Da man sich für die Fotos stetig entlang der Häuser bewegt, bekommt man schnell ein Parallaxproblem. Während z.B. ein Baum auf dem ersten Bild noch die Tür eines Hauses verdeckte, steht er im nächsten perspektivisch vorm Fenster. Diese zwei Bilder wird man kaum oder nur sehr schwer zufriedenstellend übereinander legen können. Bei kleineren Objekten hat man die Möglichkeit sich für eine Position zu entscheiden und sie dort zu belassen und beim zweiten Bild durch passende Überlappung auszulöschen.
Im Idealfall hat man also eine Häuserzeile, die folgendes erfüllt:

  • die Häuser stehen auf einer Linie und haben eine gerade Front
  • vor den Häusern gibt es keine Bäume, parkende Autos, nach Möglichkeit keine Straßenlaternen. Je weniger, desto weniger Arbeit

Was mir bei einer zweiten Motivreihe erst in der Bearbeitung auffiel, war die Position der Häuser zueinander. Während man so leicht schräg an einer Häuserzeile entlang guckt, nimmt man hauptsächlich die Fronten wahr und denkt: das passt! Wenn man allerdings erstmal frontal davor steht, bemerkt man erst, wie weit die Häuser voneinander entfernt sind. Meiner Vorstellung nach mindern die dann zu weiten Abstände den gewollten Effekt des Straßenpanoramas mit Fokus auf die Fronten und das zusammenhängende Ensemble zu sehr.
Daraus ergibt sich für mich noch eine Anforderung:

  • die Häuser stehen möglichst dicht beieinander, im Idealfall Mauer an Mauer.

Die Ausführung vor Ort

Die erste Herausforderung war, dass die Straße entlang der Häuserzeile leider ziemlich schmal war, ich also mit recht wenig Abstand zu den Häusern klarkommen musste. Ich habe mir das höchste Gebäude ausgesucht und darauf mein UWW-Objektiv (Sigma 12-24mm) eingestellt. Mit etwas Luft nach unten und oben lag ich dann bei 16mm hochkant. Dies hatte zwar leider zur Folge, dass die Verzerrung zum Rand hin recht groß war – am auffälligsten bei den etwas herausstehenden Dachgiebeln – aber immerhin bekam ich alles drauf.
Am unteren Bildrand habe ich mir eine Kante gesucht, an der ich entlang laufen konnte, so dass ich einen möglichst ähnlichen fortlaufenden Bildwinkel verfolgen konnte. Mit der üblichen Überlappung von Panoramen habe ich mich dann Foto für Foto seitlich an der Häuserfront entlang bewegt. Währenddessen schob sich auch mal die eine oder andere Wolke vor die Sonne. Hier war dann etwas Geduld angesagt, da ich schließlich eine gleichbleibende Belichtungssituation mit Sonne von Aufnahme zu Aufnahme haben wollte. So ganz nebenbei hab ich mich für HDR-Aufnahmen entschieden.

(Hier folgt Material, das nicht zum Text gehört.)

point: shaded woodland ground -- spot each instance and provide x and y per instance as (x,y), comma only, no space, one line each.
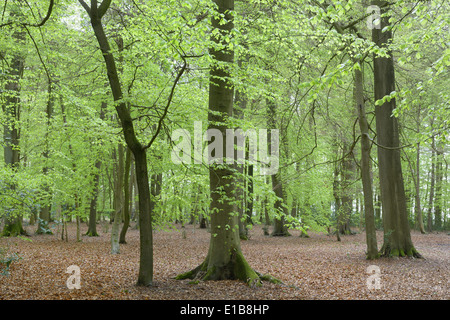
(318,267)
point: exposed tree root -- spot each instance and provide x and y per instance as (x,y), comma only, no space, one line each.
(236,269)
(387,251)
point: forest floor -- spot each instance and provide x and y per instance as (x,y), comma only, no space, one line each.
(318,268)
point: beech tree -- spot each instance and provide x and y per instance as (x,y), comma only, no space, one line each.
(397,237)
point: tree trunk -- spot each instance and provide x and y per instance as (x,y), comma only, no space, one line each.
(224,259)
(126,202)
(418,207)
(438,188)
(397,237)
(279,227)
(366,171)
(11,111)
(145,276)
(44,214)
(432,182)
(119,204)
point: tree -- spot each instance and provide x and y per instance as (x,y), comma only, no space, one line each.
(224,259)
(11,109)
(397,238)
(96,13)
(366,172)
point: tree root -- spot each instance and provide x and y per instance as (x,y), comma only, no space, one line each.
(237,269)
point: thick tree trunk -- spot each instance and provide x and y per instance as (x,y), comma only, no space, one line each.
(366,171)
(224,259)
(397,238)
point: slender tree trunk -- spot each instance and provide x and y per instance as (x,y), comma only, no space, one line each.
(11,111)
(119,204)
(418,207)
(145,277)
(92,227)
(397,237)
(438,201)
(432,182)
(366,171)
(126,202)
(44,214)
(279,227)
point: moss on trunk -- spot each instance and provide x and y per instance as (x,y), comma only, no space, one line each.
(236,269)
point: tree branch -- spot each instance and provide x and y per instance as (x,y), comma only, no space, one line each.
(103,8)
(161,119)
(85,6)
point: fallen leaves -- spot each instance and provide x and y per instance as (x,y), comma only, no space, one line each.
(311,268)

So sah dann das Quellmaterial aus (bereits in Lightroom mit Objektivkorrektur versehen und als HDR gerendert)

Zuerst habe ich natürlich probiert, die Software die Arbeit verrichten zu lasten.
Dies sind die Ergebnisse von Photoshop (links) und AutoPano Giga (rechts):

Schnell wurde mir klar, hier hilft leider nur Handarbeit. Bild für Bild habe ich mich in Photoshop vorangearbeitet. Einzelne Ebenen wurden dabei bei Bedarf noch mit Tonwert- und Farbkorrekturen versehen, um Sprünge zu vermeiden.

Endergebnis

Meine Perspektiventzerrung des ersten Bildes war dabei wohl nicht so ganz korrekt und damit auch fortlaufend, man sieht dass das Straßenpanorama etwas zu breit gezogen ist (ohne die Bemaßung der Häuser zu kennen wird es immerhin ziemlich klar beim frontalen runden Verkehrsschild).

Detailarbeit

Ich habe für symmetrische Objekte wie den Giebel versucht nur ein mittiges Foto zu verwenden:

Für abstehende Objekte wie hier die Lampen habe ich auf Frontalaufnahmen geachtet:

Den Freiraum zwischen den Häusen habe ich i.d.R. mit einer seitlichen Perspektive optisch geschlossen. Der Durchblick in den Gang hätte zu sehr von der Front abgelenkt:

Das Straßenpflaster habe ich versucht an passenden Stellen mit einem relativ harten Übergang Stück für Stück neu anzusetzen:

Das Schneefanggitter der linken Dächer habe ich nachträglich mit einem Texturelement komplett neu gesetzt, hier fielen die Verzerrung und die Übergänge zu sehr auf:

Was in dem Gesamtbild vielleicht als Bearbeitungsfehler erscheinen könnte, war tatsächlich ein Versatz in der Front des mittigen Gebäudes (die Architektur dieses Hauses wird übrigens unter Oldenburgern als „Oldenburger Hundehütte“ bezeichnet):

Hier nochmal ein Ausschnitt, der den Detailreichtum des Straßenpanoramas verdeutlicht:

Feinschliff

Nach rund 20 Stunden Arbeit stand das Endergebnis! Ein 240 Megapixel Straßenpanorama, eine fast 3GB große PSB-Datei.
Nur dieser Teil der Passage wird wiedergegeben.